さて、そんなこんなでくどくどと説明してきましたが、いかにビジョンというものが大切か、おわかりいただけたかと思います。

そしてそのビジョンはご自身の美意識から生み出されるものであり、けしてパターン化されるようなものではありません。

そもそも「パターンにあてはめる」という行為は「作業」に近く、クリエイティブな行為とは言い難いので、正直つまらなく感じる方も多いのではないでしょうか

パターンにあてはめるという発想をせずに、本来のあなた自身が気持ちいいと思うビジョンにしたがって撮っていればもっといい絵になっていたかもしれない絵が、パターンにあてはめてしまったばっかりにツマらない絵になるという可能性は、往々にしてあるのです。

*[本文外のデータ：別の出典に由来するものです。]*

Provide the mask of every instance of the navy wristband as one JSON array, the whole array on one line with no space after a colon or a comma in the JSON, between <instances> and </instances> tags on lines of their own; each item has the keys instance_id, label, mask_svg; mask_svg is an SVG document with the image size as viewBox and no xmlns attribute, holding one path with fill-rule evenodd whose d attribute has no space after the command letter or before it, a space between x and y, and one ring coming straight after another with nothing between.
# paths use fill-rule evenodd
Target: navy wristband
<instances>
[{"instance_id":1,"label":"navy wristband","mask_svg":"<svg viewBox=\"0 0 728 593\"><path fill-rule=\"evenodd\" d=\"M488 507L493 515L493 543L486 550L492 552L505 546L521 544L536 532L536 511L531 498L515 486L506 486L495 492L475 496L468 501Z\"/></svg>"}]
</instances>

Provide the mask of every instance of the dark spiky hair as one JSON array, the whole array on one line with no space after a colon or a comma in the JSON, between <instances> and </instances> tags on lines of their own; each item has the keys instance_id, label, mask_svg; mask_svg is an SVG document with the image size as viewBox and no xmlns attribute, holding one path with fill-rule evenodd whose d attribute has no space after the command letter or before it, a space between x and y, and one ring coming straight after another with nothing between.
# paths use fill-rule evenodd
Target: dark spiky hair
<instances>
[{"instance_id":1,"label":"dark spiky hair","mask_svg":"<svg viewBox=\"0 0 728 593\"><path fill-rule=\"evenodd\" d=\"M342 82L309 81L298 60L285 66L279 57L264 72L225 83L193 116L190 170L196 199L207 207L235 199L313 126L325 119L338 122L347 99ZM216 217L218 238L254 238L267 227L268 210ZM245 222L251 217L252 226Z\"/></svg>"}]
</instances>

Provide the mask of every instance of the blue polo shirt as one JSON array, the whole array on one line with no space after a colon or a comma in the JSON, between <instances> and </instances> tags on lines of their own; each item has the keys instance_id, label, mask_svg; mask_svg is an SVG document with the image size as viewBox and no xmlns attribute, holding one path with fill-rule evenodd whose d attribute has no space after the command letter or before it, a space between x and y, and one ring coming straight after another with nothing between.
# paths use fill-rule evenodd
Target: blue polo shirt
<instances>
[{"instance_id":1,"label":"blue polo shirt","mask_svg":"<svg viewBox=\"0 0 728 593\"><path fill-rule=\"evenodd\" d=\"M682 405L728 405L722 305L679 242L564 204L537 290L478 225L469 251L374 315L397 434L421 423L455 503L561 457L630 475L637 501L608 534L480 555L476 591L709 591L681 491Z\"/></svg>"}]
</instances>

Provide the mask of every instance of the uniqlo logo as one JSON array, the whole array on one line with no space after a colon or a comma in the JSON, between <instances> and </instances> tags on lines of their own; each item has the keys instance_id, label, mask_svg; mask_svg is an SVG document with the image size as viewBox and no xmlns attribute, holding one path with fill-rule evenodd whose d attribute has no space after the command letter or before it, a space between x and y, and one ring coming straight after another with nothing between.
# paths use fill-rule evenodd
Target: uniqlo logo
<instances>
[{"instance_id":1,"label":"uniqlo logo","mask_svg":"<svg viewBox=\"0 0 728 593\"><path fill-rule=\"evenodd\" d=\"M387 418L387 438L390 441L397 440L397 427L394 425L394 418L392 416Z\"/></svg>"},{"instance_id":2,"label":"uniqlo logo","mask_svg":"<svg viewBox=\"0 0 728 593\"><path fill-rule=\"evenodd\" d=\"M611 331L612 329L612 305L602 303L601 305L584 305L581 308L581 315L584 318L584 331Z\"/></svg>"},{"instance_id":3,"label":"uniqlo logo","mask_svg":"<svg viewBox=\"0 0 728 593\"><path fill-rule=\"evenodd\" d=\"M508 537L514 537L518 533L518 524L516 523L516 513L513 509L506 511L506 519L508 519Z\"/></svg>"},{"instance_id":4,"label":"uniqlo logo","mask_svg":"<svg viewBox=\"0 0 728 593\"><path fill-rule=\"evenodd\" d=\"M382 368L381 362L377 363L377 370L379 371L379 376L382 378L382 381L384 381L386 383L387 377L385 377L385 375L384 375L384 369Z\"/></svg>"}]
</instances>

自分の純粋な気持ちが理論を超える瞬間がきっとあるのです。

それは例えば、本当は好きな人がいるにも関わらず、周囲の勧めに従って高スペックではあるけれど全然好きではない人と結婚してしまって不幸に陥る、というドラマでよくある話に近いものがあります。

また、自分のビジョンに従った結果、たまたま三分割の位置に被写体がちょうど入ってきて、あたかも三分割構図を利用した写真に見えてしまったとしても、それは「単純にパターンをあてはめて撮った写真」とは根本的に違うということは、賢明な読者諸氏にはもうお分かりのことと思います。

自分らしく撮るには

さて、しかしながら「そんな自分オリジナルなビジョンをどうやって見つけたらいいかわからないよ!」と、お嘆きの方もいるかもしれません。

しかしここからが本当に写真が面白くなるところなので、ゆっくり考えてみましょう。

ふだん、自分が自由自在に自分らしく振る舞えるジャンルは何ですか?服選びですか?それともお部屋のコーディネートですか?

それならば、服を選ぶつもりでカメラアングルを選んでみてください。そしてお部屋のコーディネートをするように、画面内をコーディネートしてみてください。

簡単ですね。(笑)

自分が得意なことと結び付けると、意外とやりやすいです。

要は考え方ですね。

難しいものと考えると難しくなるし、簡単に考えると簡単になる。

自分が簡単に考えられるジャンルと同じように考えれば簡単になるという理屈ですが、ものごとはそう簡単にはいきませんね。(笑)

なにはともあれ、写真は楽しく撮らないと意味がありません。

「構図」は写真のもっとも自由でもっとも楽しめる部分のひとつです。

そんな「構図」をあえて難しく考えたり、単純にパターンに当てはめてしまうのは、実にもったいないことなのです。